The Island Medical defendants moved to dismiss the complaint for failure to state a cause of action contending that they did not owe Plaintiffs’ a duty of care as they were third parties to the treatment rendered to patient. Furthermore, the Hospital asked for the same relief. The Supreme Court granted the motion seeking dismissal of the complaint. On appeal, the Appellate Division affirmed and reasoned that because it was only the third party with the physician-patient relationship that the allegations did not support a duty of care owed by the Defendant to the injured Plaintiff.
The Court of Appeals historically has only expanded the existing duty of care with reluctance. The Court previously in Eiseman v. State of New York, declined to impose a broad duty of care extending from physicians past their patients to “members of the. . . community individually.” However, the Court in Purdy v. Public Administrator of County of Westchester extended the legal duty and stated that “there exists special circumstances in which there is sufficient authority to control the conduct of third persons that [have given rise to] and a duty to do so.” The Court indicated that those circumstances exist where there is a relationship between the defendant and a third person whose actions expose the plaintiff to harm such as would require the defendant to attempt to control the third person’s conduct. Here, the Court stated that to simply take the step of administering the medication without warning the third party about the disorienting effects of the drug was to create a danger that affected all motorists in the third party’s vicinity. The Defendants are the only ones that could have given the third party the proper warning of the negative effect of the drugs. Therefore, the Defendants had a duty to warn the third party about the effects of the drug to impair her ability to safely operate an automobile.

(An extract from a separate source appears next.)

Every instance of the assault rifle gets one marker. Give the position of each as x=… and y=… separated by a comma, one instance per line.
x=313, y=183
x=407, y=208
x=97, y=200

The Court observed that the cost of the duty imposed by physicians is only a small one. For example, where a medical provider administers to a patient medication that impairs or could impair the patient’s ability to safely operate an automobile, the medical provider need to do no more than simply warn the patient. Furthermore, the hospital need not prevent the third party from leaving the hospital but just ensure that when the third party leaves the hospital they are warned about the effects of the medication administered to her.
Thus, the Court of Appeals ruled that the order of the Appellate Division should be modified, without costs, by denying the motions of the Island Medical and the Hospital to dismiss the complaint. The full opinion can be found at Davis v. South Nassau Communities Hospital, et al., 2015 WL 8789470 (N.Y. Dec. 16, 2015).